Andrew: “We applied for and received grants, support from Disc Golf groups, we fund-raised online, but the volunteers and donors cannot be overestimated for their tremendous contributions to the creation of this course. The City of Haverhill, the councilors and Mayor were all very helpful throughout the process. It is not finished, we recently got a really great deal on pavers so our intent is to have them installed at each tee box by December, we’d like a more visible street sign, to have multiple distance tees, and we will also monitor play to learn if specific holes would be better if modified. Though the course is completely playable now, we’re looking to have our ‘official’ Grand Opening sometime in April 2017.”
Clement Farm is Conservation Land. Is it being harmed in the process of converting it to a Disc Golf Course?
Andrew: “First, the Course takes up very little of the Conservation Land. We used pre-existing openings from logging roads for the holes and cleaned out debris and fallen trees that might have blocked walking paths. We were carefully scrutinized by the Trails Committee, and the Conservation Dept. We’ve actually improved the hiking experience by creating a wooden bridge over one section of the stream. We can’t promise perfection, but we strictly promote “Carry In, Carry Out” trash policies, and our volunteers and players alike, often clean up trash left by others.”
What’s special about this course?
Andrew: “The different elevations, and landscape, the enormous variety of plants that grow in the area, like many courses, this one was designed to highlight the natural landscape, including signature trees and other features, the fact that it is family friendly… these things make the course itself unique. What makes Disc Golf special are the players who are respectful of the land and the neighbors, who look out for and report found discs, who work to make the experience a very positive one, and literally help build and maintain the course. NOTE: We are always, looking for volunteers so if you love the course and want to help out go to our Haverhill Disc Golf Association FB page.”
How do you stay safe during hunting season?

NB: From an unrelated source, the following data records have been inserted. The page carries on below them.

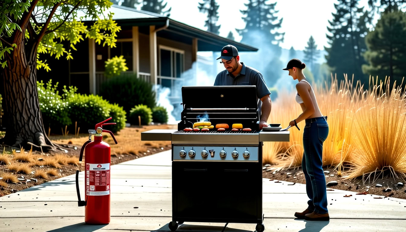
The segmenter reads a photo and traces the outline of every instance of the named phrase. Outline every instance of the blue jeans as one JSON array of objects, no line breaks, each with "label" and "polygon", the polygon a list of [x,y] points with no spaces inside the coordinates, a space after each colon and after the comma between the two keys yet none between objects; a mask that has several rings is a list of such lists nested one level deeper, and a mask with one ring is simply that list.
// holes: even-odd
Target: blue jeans
[{"label": "blue jeans", "polygon": [[302,168],[306,178],[306,189],[310,210],[327,213],[326,178],[323,171],[323,143],[328,134],[328,124],[324,117],[306,120],[303,132],[304,152]]}]

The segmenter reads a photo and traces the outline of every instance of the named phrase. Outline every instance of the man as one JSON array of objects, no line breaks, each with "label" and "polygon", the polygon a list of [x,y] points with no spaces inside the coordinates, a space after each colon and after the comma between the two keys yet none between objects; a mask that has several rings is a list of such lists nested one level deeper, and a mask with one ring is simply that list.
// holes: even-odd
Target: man
[{"label": "man", "polygon": [[[270,92],[265,84],[262,74],[255,69],[246,66],[240,62],[240,56],[237,48],[229,44],[221,50],[220,63],[224,65],[226,70],[220,72],[216,78],[214,86],[255,85],[257,87],[257,101],[260,108],[259,130],[268,126],[266,122],[271,113]],[[261,101],[258,101],[259,99]]]}]

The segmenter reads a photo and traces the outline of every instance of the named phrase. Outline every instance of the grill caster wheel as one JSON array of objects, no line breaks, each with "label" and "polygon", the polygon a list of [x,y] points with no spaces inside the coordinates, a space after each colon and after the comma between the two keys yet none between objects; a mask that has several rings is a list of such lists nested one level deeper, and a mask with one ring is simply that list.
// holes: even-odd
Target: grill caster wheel
[{"label": "grill caster wheel", "polygon": [[265,230],[265,226],[263,224],[257,224],[255,229],[257,232],[263,232]]},{"label": "grill caster wheel", "polygon": [[171,231],[175,231],[177,229],[178,224],[176,221],[171,221],[168,225],[168,226]]}]

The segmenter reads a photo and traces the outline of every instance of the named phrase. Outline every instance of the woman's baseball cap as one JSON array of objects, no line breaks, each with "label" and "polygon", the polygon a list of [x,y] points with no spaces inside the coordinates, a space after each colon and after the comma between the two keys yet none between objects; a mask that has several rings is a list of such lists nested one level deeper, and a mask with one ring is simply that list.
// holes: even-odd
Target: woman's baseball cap
[{"label": "woman's baseball cap", "polygon": [[302,63],[302,61],[300,61],[299,59],[292,59],[289,61],[289,62],[287,63],[287,65],[286,65],[286,67],[284,69],[282,69],[283,70],[289,70],[291,68],[293,68],[293,67],[296,67],[300,69],[303,69],[304,68],[306,67],[306,65],[304,63]]}]

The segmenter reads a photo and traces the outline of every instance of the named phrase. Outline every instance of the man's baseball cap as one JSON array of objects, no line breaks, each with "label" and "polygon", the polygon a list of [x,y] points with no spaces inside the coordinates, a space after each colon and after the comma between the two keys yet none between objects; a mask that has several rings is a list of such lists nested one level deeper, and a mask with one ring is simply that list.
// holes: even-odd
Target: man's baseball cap
[{"label": "man's baseball cap", "polygon": [[289,61],[289,62],[287,63],[287,65],[286,65],[286,67],[284,69],[282,69],[283,70],[289,70],[291,68],[293,68],[293,67],[296,67],[297,68],[299,68],[300,69],[303,69],[304,68],[304,67],[303,67],[304,64],[302,64],[302,61],[300,61],[299,59],[292,59]]},{"label": "man's baseball cap", "polygon": [[238,55],[238,50],[237,50],[237,48],[231,44],[229,44],[223,47],[221,49],[221,56],[216,59],[224,59],[229,61],[233,58],[233,56],[236,56]]}]

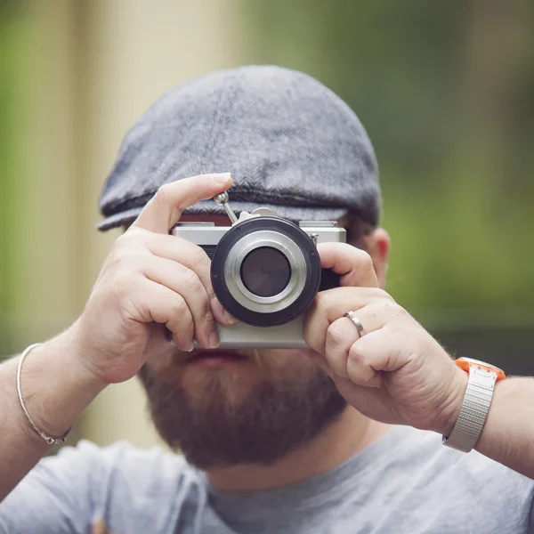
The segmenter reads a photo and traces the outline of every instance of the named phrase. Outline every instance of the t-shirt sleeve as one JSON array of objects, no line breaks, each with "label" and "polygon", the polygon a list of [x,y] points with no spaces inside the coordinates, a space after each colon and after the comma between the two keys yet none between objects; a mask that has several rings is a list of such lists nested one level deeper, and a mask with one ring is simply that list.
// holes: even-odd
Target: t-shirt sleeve
[{"label": "t-shirt sleeve", "polygon": [[82,441],[43,458],[0,503],[0,534],[90,532],[101,450]]}]

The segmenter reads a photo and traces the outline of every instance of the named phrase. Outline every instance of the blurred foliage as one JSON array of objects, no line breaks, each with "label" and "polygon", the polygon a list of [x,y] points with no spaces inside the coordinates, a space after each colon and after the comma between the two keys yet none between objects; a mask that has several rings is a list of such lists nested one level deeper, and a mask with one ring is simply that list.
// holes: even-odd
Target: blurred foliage
[{"label": "blurred foliage", "polygon": [[534,324],[534,3],[243,6],[251,61],[318,77],[366,126],[393,295]]},{"label": "blurred foliage", "polygon": [[[14,2],[0,0],[0,312],[9,309],[11,295],[7,280],[11,279],[10,263],[2,257],[10,249],[14,236],[7,231],[12,218],[12,188],[13,186],[13,101],[16,91],[13,83],[15,54],[13,44],[17,39],[18,9]],[[0,313],[1,315],[1,313]],[[0,321],[0,347],[4,347],[5,325]]]}]

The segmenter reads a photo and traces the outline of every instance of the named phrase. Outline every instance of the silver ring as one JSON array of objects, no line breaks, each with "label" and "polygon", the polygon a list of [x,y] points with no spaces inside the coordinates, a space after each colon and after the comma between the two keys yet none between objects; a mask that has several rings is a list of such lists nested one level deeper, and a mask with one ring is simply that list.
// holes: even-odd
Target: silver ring
[{"label": "silver ring", "polygon": [[365,336],[365,330],[363,329],[363,325],[361,324],[361,321],[358,319],[358,317],[356,316],[356,313],[354,313],[354,312],[347,312],[344,314],[344,317],[348,317],[354,323],[354,326],[356,327],[356,329],[358,330],[358,334],[360,335],[360,337],[362,337],[363,336]]}]

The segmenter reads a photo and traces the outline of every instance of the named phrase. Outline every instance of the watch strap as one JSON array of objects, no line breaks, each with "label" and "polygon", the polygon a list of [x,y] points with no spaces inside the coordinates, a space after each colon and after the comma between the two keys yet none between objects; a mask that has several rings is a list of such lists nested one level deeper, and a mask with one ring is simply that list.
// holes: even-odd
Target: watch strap
[{"label": "watch strap", "polygon": [[449,436],[443,436],[443,444],[471,451],[482,432],[491,406],[498,375],[495,372],[471,365],[469,379],[460,414]]}]

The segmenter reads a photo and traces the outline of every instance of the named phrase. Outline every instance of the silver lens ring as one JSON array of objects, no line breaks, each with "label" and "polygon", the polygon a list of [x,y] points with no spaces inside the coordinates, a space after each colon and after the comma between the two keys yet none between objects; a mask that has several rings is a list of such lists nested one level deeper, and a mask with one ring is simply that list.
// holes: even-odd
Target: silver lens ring
[{"label": "silver lens ring", "polygon": [[[291,267],[286,287],[273,296],[258,296],[249,291],[241,279],[241,264],[256,248],[269,247],[281,252]],[[288,236],[263,230],[239,239],[230,250],[224,263],[224,279],[231,296],[245,308],[259,313],[272,313],[290,306],[303,292],[306,283],[306,259],[299,246]]]}]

Andrew: “We haven’t heard any shots close by so we’re not aware of how close hunters can legally come to this land, however, this was a designated hiking trail long before we got here, but we’d advise anyone to call the City if they have concerns about how nearby hunters might be, always take precautions, wear bright colors, and be aware of your surroundings.”
Do you win a million dollars if you get a hole in one like on some golf courses?
Andrew: “No, but who knows what will happen when we bring tournaments with major sponsors to this course, including one already planned for next year (Our first official tournament, the Boom Sauce Open, is planned for May.) By the way, we’ve already had a report of a hole in one on the course.”
THOH was having difficulty with the camera – keeping the lens clear and working through issues of mist making the lens stick, refusing to extend and retract. That was a good signal to wrap up our meeting, but then shortly before 10 am, a group of six men from Pelham, NH moved to the first tee. They graciously agreed to be photographed. The six different men had six different driving techniques. One was so unique we asked if the player had been a shot putter in high school or college. The answer was ‘no’. He’d just found a way that worked for him and was sticking with it.
Newbies – If you ever bought into the belief that “Golf is a Good Walk Spoiled”, (a quote regularly but most likely erroneously attributed to Mark Twain), consider Disc Golf. You probably already know how to throw a Frisbee and all the rest is finesse. Take an hour and give it a try, don’t even keep score, and if we meet, we’ll wave you on in case we slow things down to photograph the awesome scenery along the way, just don’t forget to report back.